# Ipad mini internet problems



## ABUH11 (Sep 30, 2012)

Ipad mini internet problems

my ipad mini is running IOS 7, it connects to the wifi but then couple of hours later it states that it is still connected by it wont connect to the net (safari, twitter etc). It only works (sometimes) again when i discounted it from the WiFi (forget wifi) and then reconnect it again.

Is it the new OS, is it my wifi, what is it? please help


----------



## MartyF81 (Jan 23, 2013)

Does this happen when connected to ANY network, or just 1?


----------



## ABUH11 (Sep 30, 2012)

MartyF81 said:


> Does this happen when connected to ANY network, or just 1?
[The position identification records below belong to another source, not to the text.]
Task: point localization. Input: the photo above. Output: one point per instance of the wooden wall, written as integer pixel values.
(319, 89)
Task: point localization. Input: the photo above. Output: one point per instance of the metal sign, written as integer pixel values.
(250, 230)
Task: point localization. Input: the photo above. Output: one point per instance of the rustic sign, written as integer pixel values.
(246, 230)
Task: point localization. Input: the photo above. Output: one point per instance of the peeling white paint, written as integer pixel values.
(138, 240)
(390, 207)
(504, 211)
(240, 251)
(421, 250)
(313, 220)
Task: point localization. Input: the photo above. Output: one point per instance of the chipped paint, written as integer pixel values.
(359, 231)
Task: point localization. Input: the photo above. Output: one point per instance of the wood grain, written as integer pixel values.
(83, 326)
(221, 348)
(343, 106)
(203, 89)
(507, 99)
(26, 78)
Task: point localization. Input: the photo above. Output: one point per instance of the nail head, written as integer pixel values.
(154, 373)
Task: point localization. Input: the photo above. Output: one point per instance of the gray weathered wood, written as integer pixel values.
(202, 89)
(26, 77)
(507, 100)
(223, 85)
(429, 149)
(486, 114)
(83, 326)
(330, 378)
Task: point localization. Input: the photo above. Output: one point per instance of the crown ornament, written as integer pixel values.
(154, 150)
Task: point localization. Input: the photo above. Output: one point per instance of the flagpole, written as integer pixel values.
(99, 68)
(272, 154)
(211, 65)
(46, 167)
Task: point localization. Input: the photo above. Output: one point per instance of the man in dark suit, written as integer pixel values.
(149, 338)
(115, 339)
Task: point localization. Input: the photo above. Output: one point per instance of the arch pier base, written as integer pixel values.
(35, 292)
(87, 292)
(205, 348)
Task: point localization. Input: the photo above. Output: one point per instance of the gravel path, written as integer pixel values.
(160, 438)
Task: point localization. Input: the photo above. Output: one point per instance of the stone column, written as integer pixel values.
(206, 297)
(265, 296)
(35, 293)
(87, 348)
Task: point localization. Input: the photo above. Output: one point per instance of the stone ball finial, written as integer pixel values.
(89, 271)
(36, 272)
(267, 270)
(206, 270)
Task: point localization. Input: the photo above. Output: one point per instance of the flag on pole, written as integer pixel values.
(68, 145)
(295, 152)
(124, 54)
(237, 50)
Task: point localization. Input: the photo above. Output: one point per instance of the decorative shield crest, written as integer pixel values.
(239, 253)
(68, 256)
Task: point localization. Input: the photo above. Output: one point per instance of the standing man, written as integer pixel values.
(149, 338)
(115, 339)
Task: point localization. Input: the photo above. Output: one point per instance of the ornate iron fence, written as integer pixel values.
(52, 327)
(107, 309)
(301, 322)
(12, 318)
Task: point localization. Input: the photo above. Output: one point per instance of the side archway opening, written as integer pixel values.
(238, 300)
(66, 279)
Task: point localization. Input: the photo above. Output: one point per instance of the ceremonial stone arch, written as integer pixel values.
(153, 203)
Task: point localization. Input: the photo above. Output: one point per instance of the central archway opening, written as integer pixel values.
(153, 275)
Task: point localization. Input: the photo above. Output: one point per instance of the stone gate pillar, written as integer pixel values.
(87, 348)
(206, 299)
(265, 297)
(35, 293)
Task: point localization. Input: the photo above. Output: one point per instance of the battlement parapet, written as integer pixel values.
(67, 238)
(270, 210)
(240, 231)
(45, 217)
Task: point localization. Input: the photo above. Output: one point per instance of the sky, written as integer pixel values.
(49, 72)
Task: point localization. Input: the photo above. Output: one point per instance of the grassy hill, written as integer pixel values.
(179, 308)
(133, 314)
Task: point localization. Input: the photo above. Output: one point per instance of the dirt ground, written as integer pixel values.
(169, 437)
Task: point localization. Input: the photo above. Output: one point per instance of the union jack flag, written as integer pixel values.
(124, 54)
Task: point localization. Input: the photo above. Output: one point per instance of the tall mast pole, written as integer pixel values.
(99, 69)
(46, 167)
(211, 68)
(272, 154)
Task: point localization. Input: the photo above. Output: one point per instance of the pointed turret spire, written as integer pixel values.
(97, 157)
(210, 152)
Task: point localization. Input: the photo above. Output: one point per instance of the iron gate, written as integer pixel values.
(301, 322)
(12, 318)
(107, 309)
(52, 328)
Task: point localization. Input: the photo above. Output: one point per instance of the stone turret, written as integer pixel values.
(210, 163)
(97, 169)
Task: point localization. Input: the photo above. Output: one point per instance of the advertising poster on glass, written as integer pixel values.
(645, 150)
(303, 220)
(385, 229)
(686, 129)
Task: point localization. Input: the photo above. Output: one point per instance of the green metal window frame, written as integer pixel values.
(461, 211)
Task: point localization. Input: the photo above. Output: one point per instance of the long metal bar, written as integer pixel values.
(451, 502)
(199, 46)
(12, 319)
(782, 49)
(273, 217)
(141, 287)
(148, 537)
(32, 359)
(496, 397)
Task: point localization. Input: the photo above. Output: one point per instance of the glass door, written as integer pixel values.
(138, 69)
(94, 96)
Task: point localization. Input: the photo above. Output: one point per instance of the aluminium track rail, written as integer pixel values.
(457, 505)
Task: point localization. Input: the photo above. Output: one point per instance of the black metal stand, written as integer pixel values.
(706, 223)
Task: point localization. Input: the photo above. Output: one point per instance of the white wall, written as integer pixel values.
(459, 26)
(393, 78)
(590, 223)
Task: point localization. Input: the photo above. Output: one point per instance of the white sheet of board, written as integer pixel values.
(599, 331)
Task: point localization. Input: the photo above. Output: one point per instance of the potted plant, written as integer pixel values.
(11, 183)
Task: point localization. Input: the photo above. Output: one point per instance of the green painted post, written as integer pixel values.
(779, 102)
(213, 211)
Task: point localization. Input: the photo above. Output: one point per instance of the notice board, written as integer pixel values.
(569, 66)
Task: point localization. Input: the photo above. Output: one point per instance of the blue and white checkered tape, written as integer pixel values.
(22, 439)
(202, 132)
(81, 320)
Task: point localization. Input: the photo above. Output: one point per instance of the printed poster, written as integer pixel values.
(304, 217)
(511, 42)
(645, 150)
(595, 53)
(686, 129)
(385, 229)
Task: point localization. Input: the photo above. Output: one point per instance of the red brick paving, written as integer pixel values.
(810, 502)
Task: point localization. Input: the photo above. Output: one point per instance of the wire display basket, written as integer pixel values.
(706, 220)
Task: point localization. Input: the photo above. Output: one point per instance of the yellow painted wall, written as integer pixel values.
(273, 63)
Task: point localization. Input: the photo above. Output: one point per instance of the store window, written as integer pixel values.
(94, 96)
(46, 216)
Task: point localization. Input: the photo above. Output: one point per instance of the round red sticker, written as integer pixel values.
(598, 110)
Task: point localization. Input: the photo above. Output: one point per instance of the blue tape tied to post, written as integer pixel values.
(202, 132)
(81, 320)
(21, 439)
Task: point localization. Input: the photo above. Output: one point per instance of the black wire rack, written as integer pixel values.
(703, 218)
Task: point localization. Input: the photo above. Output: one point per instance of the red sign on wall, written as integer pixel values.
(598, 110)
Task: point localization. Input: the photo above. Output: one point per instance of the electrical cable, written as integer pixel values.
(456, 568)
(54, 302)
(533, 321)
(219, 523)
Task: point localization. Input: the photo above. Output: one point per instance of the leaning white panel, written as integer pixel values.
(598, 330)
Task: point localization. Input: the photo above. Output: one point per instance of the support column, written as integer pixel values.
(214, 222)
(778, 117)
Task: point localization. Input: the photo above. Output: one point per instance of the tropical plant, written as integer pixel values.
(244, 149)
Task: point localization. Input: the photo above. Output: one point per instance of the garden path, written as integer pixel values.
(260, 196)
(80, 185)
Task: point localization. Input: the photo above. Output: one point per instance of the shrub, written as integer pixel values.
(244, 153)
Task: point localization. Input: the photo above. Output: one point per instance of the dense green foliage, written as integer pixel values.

i havnt tried it with any other network, only mine


----------



## MartyF81 (Jan 23, 2013)

ABUH11 said:


> i havnt tried it with any other network, only mine


To me it sounds like an IP address lease conflict.

I would do this:

1. Leave it off the network for 24 hours. (this "should" cause the IP address lease being issued via DHCP from your router to "expire")

2. Try it on a different network and see if the issues persists.

if it happens on a second network, then you may want to bring it into an Apple store, or if you feel comfortable... erase the device and reinstall iOS from scratch via iTunes.


----------